You can buy some Bitcoins by using an exchange. However, only a few exchanges exists and they each have their own restrictions. For example, some exchanges (like Coinbase) are not available in some countries.
There are still not many products and services that you can purchase with Bitcoins, you will need to cash out Bitcoins at some point.
This makes exchanges significant in the Bitcoin circulation.

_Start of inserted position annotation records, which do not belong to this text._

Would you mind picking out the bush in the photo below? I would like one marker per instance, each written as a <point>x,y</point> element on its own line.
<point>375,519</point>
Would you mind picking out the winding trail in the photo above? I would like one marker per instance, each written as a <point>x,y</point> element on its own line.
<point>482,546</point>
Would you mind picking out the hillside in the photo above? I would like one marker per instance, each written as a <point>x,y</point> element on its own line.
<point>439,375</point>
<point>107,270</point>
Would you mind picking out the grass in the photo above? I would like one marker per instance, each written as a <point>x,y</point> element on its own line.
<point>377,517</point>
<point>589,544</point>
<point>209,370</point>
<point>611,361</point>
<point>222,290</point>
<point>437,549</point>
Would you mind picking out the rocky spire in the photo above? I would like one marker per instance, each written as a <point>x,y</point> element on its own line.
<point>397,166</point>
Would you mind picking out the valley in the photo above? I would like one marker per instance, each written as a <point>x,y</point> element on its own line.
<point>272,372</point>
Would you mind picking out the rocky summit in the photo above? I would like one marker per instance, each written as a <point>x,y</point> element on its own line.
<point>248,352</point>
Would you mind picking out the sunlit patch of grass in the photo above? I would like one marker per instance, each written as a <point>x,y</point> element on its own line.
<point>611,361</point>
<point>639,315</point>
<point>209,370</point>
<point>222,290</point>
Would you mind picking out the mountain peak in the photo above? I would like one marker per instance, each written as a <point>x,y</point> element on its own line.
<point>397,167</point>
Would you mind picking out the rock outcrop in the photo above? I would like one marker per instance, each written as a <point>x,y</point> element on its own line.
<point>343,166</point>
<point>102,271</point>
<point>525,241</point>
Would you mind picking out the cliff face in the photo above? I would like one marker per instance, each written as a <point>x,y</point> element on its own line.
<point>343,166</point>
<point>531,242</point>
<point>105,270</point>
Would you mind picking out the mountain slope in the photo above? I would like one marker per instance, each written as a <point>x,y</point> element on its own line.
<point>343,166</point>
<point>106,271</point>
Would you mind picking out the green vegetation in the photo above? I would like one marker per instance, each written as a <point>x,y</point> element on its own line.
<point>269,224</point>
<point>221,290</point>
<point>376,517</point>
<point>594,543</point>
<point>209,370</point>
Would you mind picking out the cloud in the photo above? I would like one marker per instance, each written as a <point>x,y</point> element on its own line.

As a regular Bitcoin user, it is unlikely that you will run a Bitcoin node to maintain secrets and create transactions. You may be using some form of an online wallet or a remote node. Some of those wallets have great security measures, so you are in good hands.
However, you won't be validating transactions — that happens in a remote node or an online wallet service.
Q: Is Bitcoin massively distributed?
( Click to answer )

As mentioned, while many are involved in the Bitcoin network, the problem is that only a few major players control it, just like with traditional currencies.

Issues of network control

Since only a few entities control the Bitcoin network, it may defeat the value of the distributed nature of Bitcoin.
Here are some potential issues:
  1. Mining pools could create incorrect transactions.
  2. Exchanges can freeze your Bitcoins or block you from using them.
  3. Wallet services can block some transactions.

Unlikely to happen

If the major mining pools starting to work together, they could create invalid transactions. (Like sending 1000 bitcoins to themselves). But wallet services and exchanges won't accept those transactions.
Then miners will not be able to cash out or redeem Bitcoins: this will affect their mining business.
It's possible to freeze or steel Bitcoins in an exchange, but then it'll affect the credibility of the exchange. Anyway, you could always keep your bitcoins inside a wallet you control. So, exchanges can't do anything about them. They could also block you from using the exchange. But there are alternatives.
If a wallet service block transactions, users may respond by using alternative services or running wallets by themselves — this will also impact the acceptability of the wallet service.
Even above mentioned issues are valid, they are unlikely to happen.

Acting together

If all stackholders can act together, they could do anything in the Bitcoin Network. They probably do that for a good cause. But if that affects users, the public will loose the trust for Bitcoin.
Then the value of the Bitcoin goes down. Then the profits of these stakeholders goes down as well.
So it's safe to assume, that's something they don't want to happen.

August 1st, 2017

If you follow the news, you may have heard that a huge change is coming to the Bitcoin network on August 1st, 2017: it is a software change generally known as SegWit. It will fix bugs in the Bitcoin network while making it possible to scale Bitcoins in the future.
Currently, we can only do less than five Bitcoin transactions per second; that is very slow for a global payment system.
The SegWit depends on the consensus of the Bitcoin community: the majority of Bitcoin stakeholders need to use the updated software by August 1st to activate it.
Due to some politics surrounding SegWit, different parties wanting to accomplish different things with this software change. After the announcement of the August 1st deadline, the general public was not sure what was going to happen — this led to a sudden drop in the value of the Bitcoin.
After miners began to show an interest in adopting SegWit, Bitcoin price recovered.
This is the above mentioned price drop.
Q: Can end users (who do transactions) control or influence the Bitcoin network?
( Click to answer )


Bitcoin is not a massively distributed currency. Only a few entities possess control of the Bitcoin network, but none of them are working together to regulate the network (which can be seen as a good thing).
However, if these entities start to collaborate and control the network, Bitcoin will be like other traditional currencies or worse. The benefits of using Bitcoins will be lost and that could be the end of the Bitcoin.